I look forward to hearing more from you on this topic in future blog posts.
Finally in your blog you make an argument from frequencies of rare alleles. This is an argument that is not mentioned in your book chapter, as far as I am aware. You state in your blog:
Another effect that a bottleneck to two individuals would produce is that there would be no rare alleles after the bottleneck. All alleles would have a frequency of at least 25%. As the population expanded after such an event, those alleles would stay common, and only new mutations would produce less common alleles. What we observe in humans in the present day is that many alleles are rare – even exceedingly rare. The distribution of alleles in present-day humans looks like it comes from an old, large population – not one that passed through an extreme bottleneck within the last few hundred thousand years, which is when our species is found in the fossil record. Thus the observation that we have many alleles of certain genes and the distribution of allele frequencies both support the hypothesis that humans come from a population, rather than a pair.

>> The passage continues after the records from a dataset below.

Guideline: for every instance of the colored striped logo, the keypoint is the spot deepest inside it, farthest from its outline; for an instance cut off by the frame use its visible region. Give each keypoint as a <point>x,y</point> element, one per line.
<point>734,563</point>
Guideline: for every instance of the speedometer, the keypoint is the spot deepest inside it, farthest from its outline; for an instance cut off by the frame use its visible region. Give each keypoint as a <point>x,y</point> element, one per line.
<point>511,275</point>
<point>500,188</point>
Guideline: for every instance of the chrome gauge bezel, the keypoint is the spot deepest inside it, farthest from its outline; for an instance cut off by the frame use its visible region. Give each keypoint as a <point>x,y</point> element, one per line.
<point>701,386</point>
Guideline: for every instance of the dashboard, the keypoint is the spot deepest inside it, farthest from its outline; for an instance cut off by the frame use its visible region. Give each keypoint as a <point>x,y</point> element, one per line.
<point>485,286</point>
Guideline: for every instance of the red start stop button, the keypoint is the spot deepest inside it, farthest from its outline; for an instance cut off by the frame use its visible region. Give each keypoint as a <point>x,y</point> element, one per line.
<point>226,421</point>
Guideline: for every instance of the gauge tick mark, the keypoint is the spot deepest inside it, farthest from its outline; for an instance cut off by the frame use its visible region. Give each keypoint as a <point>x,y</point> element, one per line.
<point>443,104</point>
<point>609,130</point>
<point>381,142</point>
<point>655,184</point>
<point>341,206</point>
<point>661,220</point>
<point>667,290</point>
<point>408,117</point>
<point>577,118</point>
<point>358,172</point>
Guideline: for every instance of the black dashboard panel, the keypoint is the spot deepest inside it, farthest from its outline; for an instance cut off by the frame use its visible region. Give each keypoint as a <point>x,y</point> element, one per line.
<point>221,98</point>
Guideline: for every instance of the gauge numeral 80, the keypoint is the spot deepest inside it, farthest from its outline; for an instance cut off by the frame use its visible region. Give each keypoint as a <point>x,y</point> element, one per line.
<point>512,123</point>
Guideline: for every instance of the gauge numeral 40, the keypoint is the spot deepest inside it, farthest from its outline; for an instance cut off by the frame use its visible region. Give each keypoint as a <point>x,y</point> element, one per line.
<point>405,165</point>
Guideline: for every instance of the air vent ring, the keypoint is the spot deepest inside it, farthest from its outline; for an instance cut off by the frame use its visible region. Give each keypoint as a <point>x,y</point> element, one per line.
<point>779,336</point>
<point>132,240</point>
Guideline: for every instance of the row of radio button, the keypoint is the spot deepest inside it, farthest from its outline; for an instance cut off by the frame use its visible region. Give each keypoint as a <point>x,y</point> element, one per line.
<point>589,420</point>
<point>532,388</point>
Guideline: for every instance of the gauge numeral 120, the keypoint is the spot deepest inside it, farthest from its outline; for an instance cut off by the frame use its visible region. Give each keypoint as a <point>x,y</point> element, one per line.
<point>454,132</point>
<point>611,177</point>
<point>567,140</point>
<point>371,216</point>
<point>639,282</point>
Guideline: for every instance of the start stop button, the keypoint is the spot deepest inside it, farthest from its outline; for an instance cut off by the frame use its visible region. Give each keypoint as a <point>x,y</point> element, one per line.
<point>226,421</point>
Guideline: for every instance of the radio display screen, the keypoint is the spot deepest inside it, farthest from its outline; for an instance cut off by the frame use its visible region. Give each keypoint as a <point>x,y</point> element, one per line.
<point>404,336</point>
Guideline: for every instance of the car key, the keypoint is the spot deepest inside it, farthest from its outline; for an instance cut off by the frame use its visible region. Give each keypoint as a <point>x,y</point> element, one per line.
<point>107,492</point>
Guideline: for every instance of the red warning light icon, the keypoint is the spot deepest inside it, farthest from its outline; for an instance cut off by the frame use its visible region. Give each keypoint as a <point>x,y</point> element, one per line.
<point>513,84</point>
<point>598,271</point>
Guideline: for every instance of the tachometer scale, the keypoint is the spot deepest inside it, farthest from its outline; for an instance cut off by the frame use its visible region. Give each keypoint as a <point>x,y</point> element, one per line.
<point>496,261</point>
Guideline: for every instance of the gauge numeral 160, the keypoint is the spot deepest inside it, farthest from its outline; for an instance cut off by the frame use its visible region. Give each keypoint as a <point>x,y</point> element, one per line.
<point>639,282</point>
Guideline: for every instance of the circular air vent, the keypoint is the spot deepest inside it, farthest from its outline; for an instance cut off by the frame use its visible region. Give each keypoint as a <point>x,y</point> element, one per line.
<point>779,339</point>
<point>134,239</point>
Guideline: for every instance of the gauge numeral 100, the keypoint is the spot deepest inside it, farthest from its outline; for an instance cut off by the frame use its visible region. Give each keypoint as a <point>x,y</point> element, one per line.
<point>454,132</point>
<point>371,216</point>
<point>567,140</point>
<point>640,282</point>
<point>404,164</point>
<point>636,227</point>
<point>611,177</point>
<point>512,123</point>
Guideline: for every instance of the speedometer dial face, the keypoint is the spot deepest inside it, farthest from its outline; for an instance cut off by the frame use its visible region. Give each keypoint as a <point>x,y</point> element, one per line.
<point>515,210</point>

I agree with everything you are saying, up until the full stop after “exceedingly rare”. That is my understanding of the patterns of human genetic diversity also. However, beyond this point I need you to give a citation to the scientific literature to support your claims that the distribution of alleles in humans is inconsistent with “an extreme bottleneck within the last few hundred thousand years”. This is an interesting claim and one I would like to follow up, but without a citation this is an unsubstantiated assertion. I think I may have partly anticipated this argument in my blog when I wrote: “We need to bear in mind that explosive population growth in humans has allowed many new mutations to rapidly accumulate in human populations (A. Keinan and A. G. Clark (2012) Science 336: 740-743).”
I am grateful to you for beginning to respond to the objections I have raised to his book chapter in my email and Nature Eco Evo blog. I am glad we have cleared up the issue of heterozygosity and appear to be in agreement about it. I invite you to make clear citations to the scientific literature to back up several key points that you make in your book chapter and in this current blog. I note that you have not yet addressed the majority of my criticisms of your book chapter. I look forward to your responses to the objections I have raised to your use of: (1) the example of the Tasmanian Devils, (2) PSMC analysis, (3) the linkage disequilibrium study by Tenesa and colleagues, and (4) incomplete lineage sorting.